Баламут — страница 16 из 36

Теодор Драйзер

Марии Степановне Баныкиной

Глава первая

Злой, неуемный северняк всю ночь остервенело громыхал тяжелой калиткой. Заезжий дом стоял чуть в стороне от села на высоком обрывистом мысу, окнами на Волгу, и уж здесь, на просторе, разгулявшемуся буяну было раздолье.

Спала Дашура неспокойно, часто вздрагивая и открывая глаза. Приподняв с подушки растрепанную голову, она настороженно прислушивалась.

Стонали старые ветлы на берегу — безжалостный ветер гнул, пригибал к земле ветви: так палачи заламывают людям руки.
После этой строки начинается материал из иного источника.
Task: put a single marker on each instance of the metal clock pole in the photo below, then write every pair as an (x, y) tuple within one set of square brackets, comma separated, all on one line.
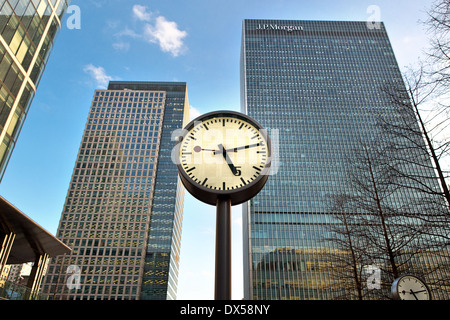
[(222, 289)]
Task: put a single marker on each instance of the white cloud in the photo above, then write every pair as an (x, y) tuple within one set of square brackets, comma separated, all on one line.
[(141, 13), (167, 35), (99, 75), (157, 30), (193, 112)]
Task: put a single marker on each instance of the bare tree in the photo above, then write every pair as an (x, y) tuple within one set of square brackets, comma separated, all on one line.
[(377, 225), (348, 260)]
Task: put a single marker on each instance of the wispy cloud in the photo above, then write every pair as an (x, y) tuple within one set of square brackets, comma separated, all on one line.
[(141, 13), (193, 112), (99, 75), (167, 35), (156, 29)]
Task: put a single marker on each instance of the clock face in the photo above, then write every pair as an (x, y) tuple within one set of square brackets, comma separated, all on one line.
[(411, 288), (224, 153)]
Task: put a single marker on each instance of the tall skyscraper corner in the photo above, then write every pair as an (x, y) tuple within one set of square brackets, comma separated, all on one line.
[(124, 207), (320, 85), (27, 34)]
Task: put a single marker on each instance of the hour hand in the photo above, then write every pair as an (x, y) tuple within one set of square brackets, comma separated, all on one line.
[(227, 159)]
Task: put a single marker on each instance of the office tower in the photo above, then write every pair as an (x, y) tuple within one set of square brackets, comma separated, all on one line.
[(27, 34), (316, 85), (123, 212)]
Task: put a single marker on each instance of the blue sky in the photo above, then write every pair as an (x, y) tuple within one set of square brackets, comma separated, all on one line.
[(196, 41)]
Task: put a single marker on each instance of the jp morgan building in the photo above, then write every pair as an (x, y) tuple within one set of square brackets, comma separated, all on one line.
[(317, 84)]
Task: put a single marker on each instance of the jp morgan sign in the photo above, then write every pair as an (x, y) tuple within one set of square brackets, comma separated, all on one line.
[(278, 27)]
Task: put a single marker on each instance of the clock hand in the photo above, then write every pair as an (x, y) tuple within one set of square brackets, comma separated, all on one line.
[(413, 293), (418, 291), (227, 158), (239, 148), (198, 149)]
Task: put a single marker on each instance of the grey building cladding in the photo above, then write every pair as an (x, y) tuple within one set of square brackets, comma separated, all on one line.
[(123, 211), (315, 84)]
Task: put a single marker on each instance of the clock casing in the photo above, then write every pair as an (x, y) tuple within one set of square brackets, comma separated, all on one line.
[(223, 155)]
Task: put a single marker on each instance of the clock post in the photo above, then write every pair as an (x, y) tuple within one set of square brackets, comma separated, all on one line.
[(222, 287), (223, 159)]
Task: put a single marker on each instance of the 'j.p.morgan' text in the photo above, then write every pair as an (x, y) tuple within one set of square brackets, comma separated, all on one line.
[(277, 27)]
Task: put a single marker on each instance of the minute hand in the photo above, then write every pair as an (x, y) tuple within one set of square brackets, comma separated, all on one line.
[(227, 159), (239, 148)]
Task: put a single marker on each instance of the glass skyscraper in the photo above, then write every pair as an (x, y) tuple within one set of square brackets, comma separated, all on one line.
[(123, 211), (27, 33), (313, 84)]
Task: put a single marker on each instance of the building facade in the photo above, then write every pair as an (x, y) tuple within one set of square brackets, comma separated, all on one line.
[(314, 85), (123, 212), (27, 33)]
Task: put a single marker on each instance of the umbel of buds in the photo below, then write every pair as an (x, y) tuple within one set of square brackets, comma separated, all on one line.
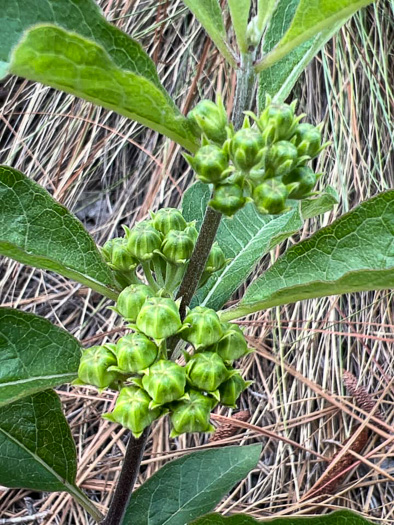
[(264, 163), (141, 365)]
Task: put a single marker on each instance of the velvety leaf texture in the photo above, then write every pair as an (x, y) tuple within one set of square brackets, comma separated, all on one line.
[(34, 355), (355, 253), (36, 448), (341, 517), (246, 238), (188, 487), (68, 44), (311, 18), (80, 16), (36, 230)]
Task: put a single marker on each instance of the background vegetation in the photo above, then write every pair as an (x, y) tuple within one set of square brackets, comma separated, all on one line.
[(110, 171)]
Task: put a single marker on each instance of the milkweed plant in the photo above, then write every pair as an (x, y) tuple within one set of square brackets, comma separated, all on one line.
[(169, 276)]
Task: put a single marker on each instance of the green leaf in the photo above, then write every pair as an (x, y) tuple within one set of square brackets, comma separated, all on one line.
[(67, 61), (36, 448), (239, 11), (36, 230), (311, 18), (246, 238), (355, 253), (209, 14), (34, 355), (188, 487), (335, 518), (113, 54)]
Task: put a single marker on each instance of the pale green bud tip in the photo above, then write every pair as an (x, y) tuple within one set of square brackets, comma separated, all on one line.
[(159, 318), (131, 299), (209, 118), (165, 381), (201, 327), (132, 410), (93, 367), (192, 414), (206, 371), (227, 199), (167, 219), (142, 241), (270, 197), (135, 352)]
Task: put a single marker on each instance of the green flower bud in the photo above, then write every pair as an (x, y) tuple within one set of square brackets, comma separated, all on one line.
[(232, 388), (270, 197), (131, 299), (164, 381), (307, 139), (132, 410), (210, 163), (178, 246), (93, 367), (227, 199), (201, 327), (232, 345), (168, 219), (277, 122), (304, 179), (206, 371), (209, 118), (192, 414), (159, 318), (281, 158), (216, 259), (142, 241), (135, 352), (246, 149)]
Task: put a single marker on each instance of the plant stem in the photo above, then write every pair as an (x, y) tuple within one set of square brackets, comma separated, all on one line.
[(130, 468), (198, 259)]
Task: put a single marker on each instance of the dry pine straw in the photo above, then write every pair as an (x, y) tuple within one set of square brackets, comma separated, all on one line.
[(110, 172)]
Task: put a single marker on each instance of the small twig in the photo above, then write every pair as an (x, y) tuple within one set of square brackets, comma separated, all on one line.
[(128, 476)]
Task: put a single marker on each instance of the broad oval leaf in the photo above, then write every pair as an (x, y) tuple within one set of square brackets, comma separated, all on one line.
[(355, 253), (209, 14), (36, 448), (188, 487), (37, 230), (311, 18), (34, 355), (246, 238), (72, 63), (335, 518), (83, 18), (279, 79)]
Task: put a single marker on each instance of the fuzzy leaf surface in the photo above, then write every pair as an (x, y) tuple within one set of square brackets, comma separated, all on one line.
[(355, 253), (335, 518), (279, 79), (34, 355), (36, 448), (70, 62), (311, 18), (38, 231), (246, 238), (209, 14), (187, 488)]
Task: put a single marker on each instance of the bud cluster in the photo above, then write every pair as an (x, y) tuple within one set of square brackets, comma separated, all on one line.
[(151, 384), (161, 247), (265, 163)]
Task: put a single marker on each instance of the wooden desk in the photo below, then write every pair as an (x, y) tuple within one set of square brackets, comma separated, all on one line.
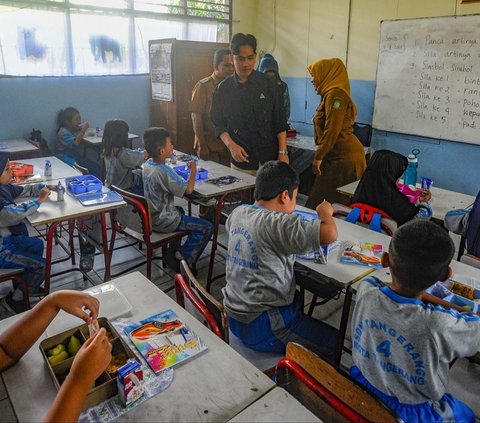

А над Волгой, стоял заунывно-протяжный гул. Три дня назад, поздним вечером, она, матушка, наконец-то тронулась. И с тех пор ярятся льдины, то играя в чехарду, то обгоняя друг друга. Ревут на суводях быстрые струи, сшибая лбами многопудовые ледяные глыбищи.

Случалось, едва лишь забывшись, Дашура вскоре вскакивала, разбуженная оглушительным грохотом.

— Боже мой, чка, видать, ухнулась, — шептала жалостливая Дашура, приходя в себя. На какой-то миг она переносилась на берег Волги: вот огромная чка с дьявольской нахрапостью наползает на отвесный глинистый мыс. Тяжелую глыбу подпирают, теснят другие льдины, и вот она, вскинувшись на дыбы, будто белуга, вдруг со всего маху обрушивается в реку, оглашая окрестность артиллерийским залпом.

Принимался возиться Толик, почмокивая губами. Заботливо прикрыв голые руки сына одеялом, Дашура, вздыхая, укладывалась и сама.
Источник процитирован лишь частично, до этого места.